Duplicate code is a sequence of source code that occurs more than once. Having duplicate code in a codebase is often a bad practice because repetition usually introduces bugs and makes the code more difficult to maintain.

It is worth mentioning that duplicate code is not always the same code. Duplicate code comes in many forms, and more often than not, we see the same expressions or structure but with different values or variable names.

There can also be duplicate code that looks completely different but is functionally identical. Sequences of duplicate code are also referred to as code clones and the process of finding them as clone detection.

Finding duplicates

There are many ways to find duplicate code. If the codebase is relatively small, it might be feasible to identify the problematic code manually. In all other cases, it is better to use an automated tool.

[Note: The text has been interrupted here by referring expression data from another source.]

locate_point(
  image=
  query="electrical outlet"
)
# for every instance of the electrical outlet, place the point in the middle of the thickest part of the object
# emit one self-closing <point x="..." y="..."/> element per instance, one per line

In this post, I want to mention two tools to find duplicate JavaScript code. The first one is jsinspect, a dedicated tool for finding copy-pasted and structurally similar code. The second one is a general-purpose source code analyzer PMD which includes a Copy Paste Detector (CPD). PMD supports many programming languages, and JavaScript is among them.

jsinspect

jsinspect uses Abstract Syntax Tree to build a source code structure. The code is represented as a tree where each node denotes a construct such as a block statement, variable declaration, or another language construct. Due to the use of AST, jsinspect should be good in finding structurally similar code.

We can install jsinspect globally on the system as an npm package:

npm install -g jsinspect

Run jsinspect with:

jsinspect ./path/to/src

Configuration can be specified with command-line arguments or provided in a dedicated configuration file. The essential options are -i to match identifiers and -t <number> to specify the smallest subset of nodes to analyze. jsinspect has very nice defaults. It goes only through .js files and ignores things like require statements or node_modules directories.

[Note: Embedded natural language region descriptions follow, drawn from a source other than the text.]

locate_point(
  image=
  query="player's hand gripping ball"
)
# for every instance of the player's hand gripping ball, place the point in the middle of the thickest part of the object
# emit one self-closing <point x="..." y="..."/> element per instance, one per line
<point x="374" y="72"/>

Two different reporters are available to generate reports, making it easy to integrate them into a build process.

PMD Copy Paste Detector

PMD is a token-based source code analyzer based on Rabin–Karp algorithm. The part that we are interested in is called CPD (Copy Paste Detector). Because PMD is token-based, it takes a rather different approach to clone detection than jsinspect. It can be interesting to compare their outputs and use them both when de-duplicating code in an application.

PMD is distributed as a zip archive. When downloaded, navigate to the folder and run it with:

./run.sh cpd --minimum-tokens 15 --files ./path/to/src --language ecmascript

We can tweak the output by modifying minimum-tokens parameter.

Last updated on 8.3.2022.